Items 3, 4, 5: Passed unanimously.
Item 28: Mastery Shoemaker 5-year renewal: Passed unanimously.
Rauch read into the record the objection, filed by Lisa Haver on behalf of APPS, stating that the Board’s vote on this Item without the full content constitutes a vote taken in secret. That is a violation of the PA Sunshine Act.
Action Item 12, Playground at Farrell School: Passed 6- 2, with Salley and Thompson dissenting. Fix Lopez noted that this Item proposes a continuation of plans that were originally discussed and approved by the Board before discussions on equity on this matter. Therefore, that justified moving forward with this playground despite existing equity concerns. Salley disagreed and noted that if they voted No on the Sayre pool renovation due to needing a master plan for equity considerations she could not in good conscience vote Yes on this Item. Not mentioned was the Sheridan Elementary school community coming before the Board last October urging the Board once again to approve a playground at the school. Sheridan is located in Kensington, one of the roughest parts of the city. Farrell, in the Northeast, is located in a very different area. Should it matter when this discussion took place if equity is identified at this moment?
Action Item 14, No-cost Energy Audit: Denied 5-3. Fix Lopez, Salley, Streater, Thompson, and Wilkerson voted No. There was a great deal of confusion among the Board members about who was doing the audit and when. Wilkerson said she had concerns about minority participation.

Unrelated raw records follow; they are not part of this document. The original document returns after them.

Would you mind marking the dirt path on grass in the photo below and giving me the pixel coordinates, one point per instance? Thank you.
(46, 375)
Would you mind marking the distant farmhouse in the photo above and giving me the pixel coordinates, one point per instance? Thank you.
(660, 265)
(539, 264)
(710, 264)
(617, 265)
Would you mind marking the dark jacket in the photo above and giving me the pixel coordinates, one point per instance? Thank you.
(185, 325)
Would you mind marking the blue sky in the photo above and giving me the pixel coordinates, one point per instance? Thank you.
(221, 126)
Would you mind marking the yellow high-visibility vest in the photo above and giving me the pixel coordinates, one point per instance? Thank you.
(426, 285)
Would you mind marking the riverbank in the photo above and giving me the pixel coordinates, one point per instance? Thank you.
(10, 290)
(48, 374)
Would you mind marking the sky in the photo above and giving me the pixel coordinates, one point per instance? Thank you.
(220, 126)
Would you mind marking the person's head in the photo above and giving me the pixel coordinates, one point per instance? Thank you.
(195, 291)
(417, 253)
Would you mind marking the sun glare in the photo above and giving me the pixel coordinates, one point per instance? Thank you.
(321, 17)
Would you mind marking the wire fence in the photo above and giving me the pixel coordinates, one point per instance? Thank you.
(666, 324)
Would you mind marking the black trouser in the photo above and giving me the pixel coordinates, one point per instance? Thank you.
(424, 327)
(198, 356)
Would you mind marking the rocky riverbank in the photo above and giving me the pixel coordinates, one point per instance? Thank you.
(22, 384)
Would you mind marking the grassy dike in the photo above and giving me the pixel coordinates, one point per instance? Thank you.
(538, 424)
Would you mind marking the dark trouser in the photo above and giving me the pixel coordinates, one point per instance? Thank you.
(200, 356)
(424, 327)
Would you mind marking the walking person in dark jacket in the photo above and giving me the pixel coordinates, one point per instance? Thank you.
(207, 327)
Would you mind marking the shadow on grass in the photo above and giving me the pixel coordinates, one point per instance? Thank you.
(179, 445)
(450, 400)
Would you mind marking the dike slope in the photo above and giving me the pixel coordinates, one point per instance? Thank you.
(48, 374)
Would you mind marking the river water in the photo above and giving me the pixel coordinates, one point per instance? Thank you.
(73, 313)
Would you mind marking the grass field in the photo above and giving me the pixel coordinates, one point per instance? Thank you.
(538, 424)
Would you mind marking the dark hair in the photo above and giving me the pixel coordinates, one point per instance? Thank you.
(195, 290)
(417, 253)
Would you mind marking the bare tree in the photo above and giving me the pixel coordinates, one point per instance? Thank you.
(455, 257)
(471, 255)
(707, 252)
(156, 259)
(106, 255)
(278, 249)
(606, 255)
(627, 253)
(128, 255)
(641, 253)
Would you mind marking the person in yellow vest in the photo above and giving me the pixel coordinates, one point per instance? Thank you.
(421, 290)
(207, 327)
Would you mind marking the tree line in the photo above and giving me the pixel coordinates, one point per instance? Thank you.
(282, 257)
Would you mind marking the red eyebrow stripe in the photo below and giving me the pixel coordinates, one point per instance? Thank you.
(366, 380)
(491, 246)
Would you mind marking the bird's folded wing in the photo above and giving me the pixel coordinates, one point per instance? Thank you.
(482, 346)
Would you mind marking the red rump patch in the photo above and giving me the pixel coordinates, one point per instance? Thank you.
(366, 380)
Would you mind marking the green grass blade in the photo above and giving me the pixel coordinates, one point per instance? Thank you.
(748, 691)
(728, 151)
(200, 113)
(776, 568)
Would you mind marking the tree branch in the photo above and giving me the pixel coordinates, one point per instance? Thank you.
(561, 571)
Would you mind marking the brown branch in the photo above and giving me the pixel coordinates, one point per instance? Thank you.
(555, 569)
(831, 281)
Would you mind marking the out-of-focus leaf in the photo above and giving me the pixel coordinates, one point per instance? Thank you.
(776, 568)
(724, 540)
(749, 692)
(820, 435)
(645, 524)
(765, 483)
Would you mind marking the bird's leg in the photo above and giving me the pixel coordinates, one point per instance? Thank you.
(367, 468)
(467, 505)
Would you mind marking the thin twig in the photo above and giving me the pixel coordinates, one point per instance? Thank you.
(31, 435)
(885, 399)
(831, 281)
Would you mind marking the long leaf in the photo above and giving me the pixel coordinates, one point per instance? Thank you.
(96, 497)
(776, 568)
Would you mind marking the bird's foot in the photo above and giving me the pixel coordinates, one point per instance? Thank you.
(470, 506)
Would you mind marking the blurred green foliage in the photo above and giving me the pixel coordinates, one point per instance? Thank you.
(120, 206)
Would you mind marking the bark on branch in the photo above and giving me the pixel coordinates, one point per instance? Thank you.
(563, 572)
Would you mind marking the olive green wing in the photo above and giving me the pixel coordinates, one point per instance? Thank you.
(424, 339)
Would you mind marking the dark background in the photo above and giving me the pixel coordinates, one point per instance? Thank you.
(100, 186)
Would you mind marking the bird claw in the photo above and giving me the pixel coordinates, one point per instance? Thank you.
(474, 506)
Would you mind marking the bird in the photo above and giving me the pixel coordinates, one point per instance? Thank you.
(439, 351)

Action Item 26, $8 million Electric School Bus Purchase: Passed unanimously.
Salley questioned whether the infrastructure was in place to support the electric bus purchases. Facilities Chief Reggie McNeil came on screen to assure the Board that this is a continuation of purchases to relieve the District of diesel-powered buses and the infrastructure was in place.

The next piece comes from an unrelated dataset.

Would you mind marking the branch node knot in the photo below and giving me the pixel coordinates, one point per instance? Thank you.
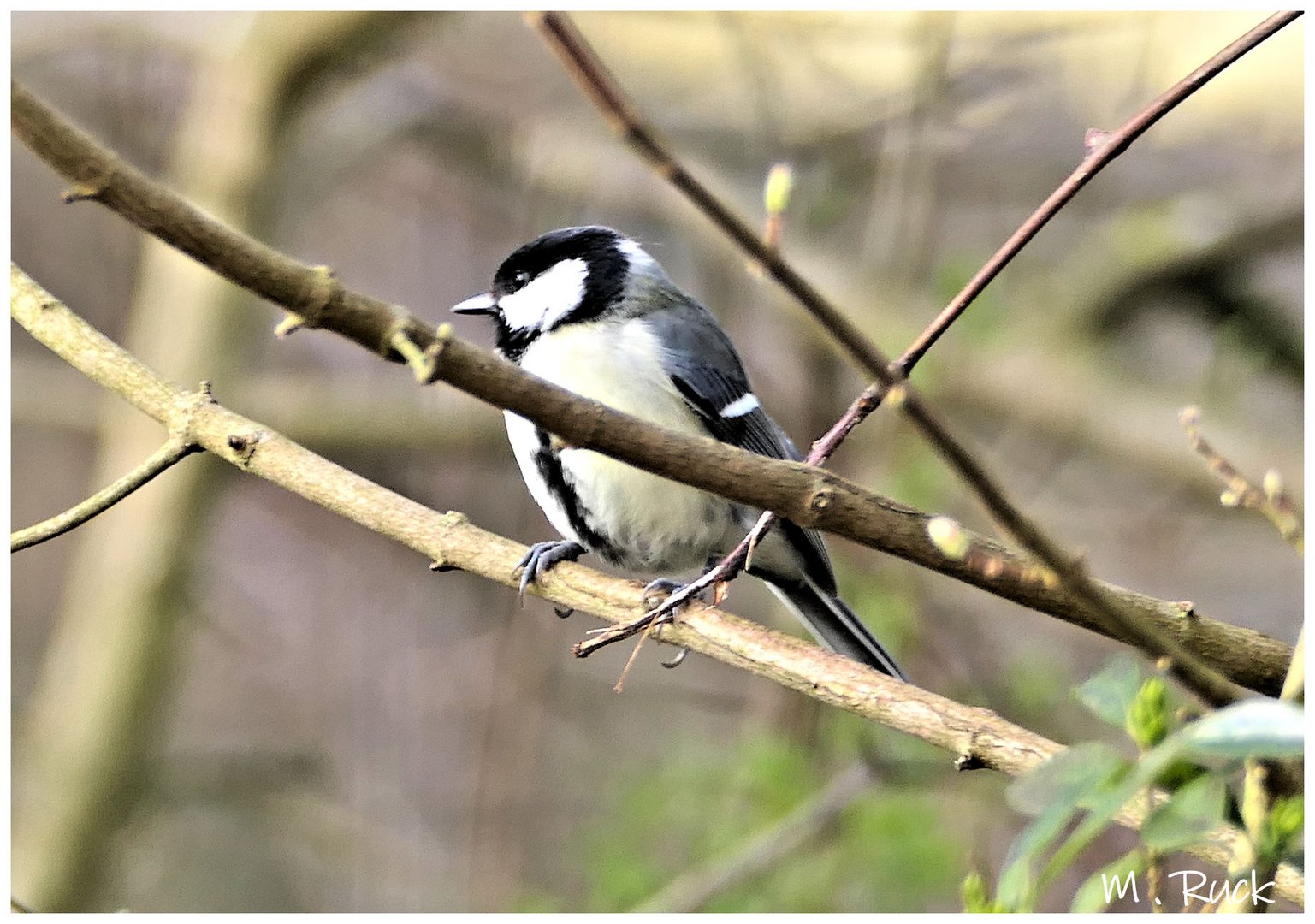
(245, 445)
(87, 189)
(822, 499)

Item 31, $1.4 million additional funding for outside counsel fees: Passed unanimously.
Items 7, 10, 11, 13, 15-22, 25, 29, 30: Passed unanimously.

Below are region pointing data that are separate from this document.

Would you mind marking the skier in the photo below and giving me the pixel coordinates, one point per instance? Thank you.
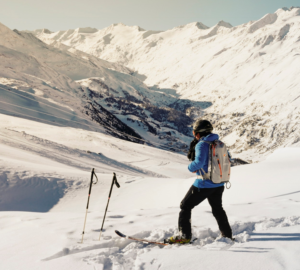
(201, 189)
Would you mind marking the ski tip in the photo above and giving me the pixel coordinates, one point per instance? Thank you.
(120, 234)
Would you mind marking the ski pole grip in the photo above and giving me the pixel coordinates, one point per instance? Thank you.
(116, 181)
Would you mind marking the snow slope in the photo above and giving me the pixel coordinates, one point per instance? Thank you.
(245, 76)
(45, 173)
(105, 96)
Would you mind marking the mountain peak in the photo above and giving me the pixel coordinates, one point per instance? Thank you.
(86, 30)
(224, 24)
(201, 25)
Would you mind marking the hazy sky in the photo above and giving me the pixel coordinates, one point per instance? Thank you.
(149, 14)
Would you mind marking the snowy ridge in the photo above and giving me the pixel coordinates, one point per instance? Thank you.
(248, 73)
(49, 72)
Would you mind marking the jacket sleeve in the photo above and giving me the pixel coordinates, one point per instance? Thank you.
(201, 150)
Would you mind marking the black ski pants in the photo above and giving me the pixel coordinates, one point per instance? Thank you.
(194, 197)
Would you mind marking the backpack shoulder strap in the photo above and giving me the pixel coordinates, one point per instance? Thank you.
(208, 142)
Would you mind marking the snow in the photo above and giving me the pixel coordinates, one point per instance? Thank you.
(45, 173)
(245, 79)
(250, 69)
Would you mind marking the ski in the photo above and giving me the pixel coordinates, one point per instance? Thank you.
(146, 241)
(139, 240)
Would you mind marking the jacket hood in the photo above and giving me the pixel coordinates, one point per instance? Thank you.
(210, 137)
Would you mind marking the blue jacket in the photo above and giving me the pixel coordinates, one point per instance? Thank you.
(201, 161)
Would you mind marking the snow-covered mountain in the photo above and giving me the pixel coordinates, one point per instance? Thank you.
(244, 77)
(91, 88)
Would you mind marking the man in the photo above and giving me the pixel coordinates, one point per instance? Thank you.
(201, 189)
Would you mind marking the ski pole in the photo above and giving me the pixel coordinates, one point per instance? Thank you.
(87, 206)
(114, 181)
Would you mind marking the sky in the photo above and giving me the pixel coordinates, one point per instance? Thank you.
(149, 14)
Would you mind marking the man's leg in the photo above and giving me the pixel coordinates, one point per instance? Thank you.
(215, 201)
(193, 197)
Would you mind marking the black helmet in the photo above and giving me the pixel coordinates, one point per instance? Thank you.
(202, 126)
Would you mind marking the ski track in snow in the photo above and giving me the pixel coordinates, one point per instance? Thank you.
(118, 253)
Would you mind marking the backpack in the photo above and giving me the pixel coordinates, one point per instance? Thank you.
(218, 163)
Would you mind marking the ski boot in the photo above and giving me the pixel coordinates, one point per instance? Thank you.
(177, 239)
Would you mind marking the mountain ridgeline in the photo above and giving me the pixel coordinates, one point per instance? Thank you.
(152, 85)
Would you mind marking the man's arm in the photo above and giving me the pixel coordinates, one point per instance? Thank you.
(201, 155)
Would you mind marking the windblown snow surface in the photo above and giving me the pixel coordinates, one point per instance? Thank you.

Action Items 1, 2, 8, 9, 23, 24, 27: Passed unanimously except for Item 9 from which Thompson abstained. Actually two votes were taken, one on the Items themselves and one to approve an amendment to all of the Items that stipulates that any and all of the contracts can be canceled at-will and without penalty to the District; the vote to amend also passed unanimously. This vote raises several questions. Were the votes taken properly? Once one or more Board members raised concerns, Wilkerson should have removed them from the consent agenda. Salley wanted to postpone many or all of the contracts until the new superintendent took office; Fix Lopez cited the “quarter of a billion” spending in Item 27 alone. Streater introduced the motion to amend (as mentioned at the onset of voting) but it was not clear whether his motion constituted the exact language of the amendment. Wilkerson called for one vote for all of the Items, stating that the amendment would be added to each one. When Danzy expressed confusion when she was called on to vote, Wilkerson should have read the amendment in full. (We checked the online agenda the next day–not one of the Items has been amended.) In addition, neither Streater nor Rauch explained what “without penalty” means here. In legal cases, a penalty means paying for damages incurred. Does the Board propose to cancel multi-million dollar contracts and refuse to pay the balance–or just not pay for any damages to the company for canceling early? The Board should answer these questions at its next meeting and give an update on which of the companies have agreed to this stipulation.
The Board approved spending of approximately $407.7 million at this meeting.
After four hours and 15 minutes, the meeting adjourned at 8:45.